One of the study's strengths is that no patients diagnosed before the year 2000 were included, thus avoiding the improvement in stage-specific survival resulting from stage migration that was observed after the adoption of positron emission tomography scanning for staging in the late 1990s, the authors state.
Dr. Rengan notes that the main strength is that the study is to his knowledge the largest to date of clinical outcomes in HIV-infected patients with NSCLC treated in the era of HAART. “The weakness of the article is that it is retrospective and restricted to patients 65 years and older captured in SEER-Medicare. Therefore, there are issues of patient selection,” he says. “Additionally, we do not have details regarding CD4 cell count or HAART therapy in these patients (though 80% of patients do receive HAART), so granular associations between the severity of the HIV infection and outcome of the lung cancer cannot be made,” he adds.
Suresh S. Ramalingam, MD, professor of hematology and medical oncology and director of the division of medical oncology at Emory University in Atlanta, Georgia, concurs, saying, “The paper by Rengan and colleagues provides valuable information regarding survival of HIV patients with lung cancer. However, it is important to remember that a number of HIV-related factors such as CD4 count, history of opportunistic infections, and HAART therapy have an impact on tolerance of anticancer therapy and the related outcomes. The present paper does not have specific information on these issues and more importantly, included only the Medicare patient population.”
Survival in patients infected with HIV has increased markedly with the advent of HAART, with one study reporting a survival of 32.5 years versus 7.5 years before HAART (J Antimicrob Chemother. 2007;60:461-463).
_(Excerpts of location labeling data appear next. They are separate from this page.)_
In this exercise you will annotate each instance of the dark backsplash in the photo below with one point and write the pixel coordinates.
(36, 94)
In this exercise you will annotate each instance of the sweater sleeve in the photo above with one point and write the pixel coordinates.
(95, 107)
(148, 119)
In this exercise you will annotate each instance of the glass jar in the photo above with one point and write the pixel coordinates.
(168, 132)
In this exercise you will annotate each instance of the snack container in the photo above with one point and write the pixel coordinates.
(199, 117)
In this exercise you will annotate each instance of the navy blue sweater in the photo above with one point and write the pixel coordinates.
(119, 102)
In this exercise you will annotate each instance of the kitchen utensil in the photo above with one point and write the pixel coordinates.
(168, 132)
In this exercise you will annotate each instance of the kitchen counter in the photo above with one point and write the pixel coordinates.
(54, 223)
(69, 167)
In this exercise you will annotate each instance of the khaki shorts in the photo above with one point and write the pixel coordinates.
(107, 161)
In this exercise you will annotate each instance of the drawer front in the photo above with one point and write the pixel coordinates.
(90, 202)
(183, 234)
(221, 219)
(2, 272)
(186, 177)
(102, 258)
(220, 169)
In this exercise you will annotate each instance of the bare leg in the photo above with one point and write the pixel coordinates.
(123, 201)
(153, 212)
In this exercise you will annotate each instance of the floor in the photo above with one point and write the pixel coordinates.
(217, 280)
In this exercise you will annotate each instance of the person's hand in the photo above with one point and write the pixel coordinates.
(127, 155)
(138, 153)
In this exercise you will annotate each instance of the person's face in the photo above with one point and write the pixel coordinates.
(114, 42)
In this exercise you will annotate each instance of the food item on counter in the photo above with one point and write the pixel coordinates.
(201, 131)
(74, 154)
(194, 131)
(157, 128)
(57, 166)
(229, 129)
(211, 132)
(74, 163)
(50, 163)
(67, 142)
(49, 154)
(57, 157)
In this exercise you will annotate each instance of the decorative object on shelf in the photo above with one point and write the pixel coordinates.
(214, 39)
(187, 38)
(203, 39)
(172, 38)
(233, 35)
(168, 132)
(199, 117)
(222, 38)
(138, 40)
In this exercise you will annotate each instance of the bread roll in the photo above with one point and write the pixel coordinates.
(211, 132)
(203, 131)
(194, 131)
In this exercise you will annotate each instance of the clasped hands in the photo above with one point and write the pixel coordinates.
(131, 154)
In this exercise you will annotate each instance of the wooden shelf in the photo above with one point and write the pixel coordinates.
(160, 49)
Increased survival may lead to an increased population of HIV-positive patients with NSCLC and, as noted above, patients with HIV are underrepresented in clinical trials of NSCLC treatment, with many trials using HIV status as an exclusion criterion. The authors recommend this must be changed to answer important questions in this population.
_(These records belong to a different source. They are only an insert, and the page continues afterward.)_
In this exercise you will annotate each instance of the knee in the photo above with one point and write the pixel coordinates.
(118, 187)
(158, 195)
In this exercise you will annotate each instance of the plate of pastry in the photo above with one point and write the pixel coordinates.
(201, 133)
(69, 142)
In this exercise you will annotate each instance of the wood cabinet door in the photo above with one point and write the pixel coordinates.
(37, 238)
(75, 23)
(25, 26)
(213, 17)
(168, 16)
Dr. Ramalingam agrees, stating, “The majority of the ongoing studies in cancer patients exclude HIV patients on HAART therapy due to lack of data regarding drug-drug interactions. There is a clear need to study the tolerability and efficacy of commonly used anticancer agents in the HIV patient population.”
“At present, there is one prospective trial for HIV-infected patients with lung cancer that is ongoing in Europe including patients under 65 years old. I am not aware of any results from this study as of yet. I would suspect that HIV-infected patients with NSCLC under the age of 65 would fare well. Younger age has generally been shown to be associated with a better clinical outcome in lung cancer, and therefore I would expect that trend to hold in the HIV-infected population. However, this is conjecture at this point, without solid evidence,” says Dr. Rengan.
Other research questions for the HIV population relate to the elucidation of the biology of NSCLC and the available and emerging targeted therapies. “We still do not have definitive information regarding the prevalence of molecular abnormalities such as epidermal growth factor receptor (EGFR) mutation [or] EML4-anaplastic lymphoma kinase (ALK) translocation in the HIV patient population with lung cancer. It will be important to understand if there are significant biological differences between HIV-infected and non–HIV-infected lung cancer patient populations,” concludes Dr. Ramalingam.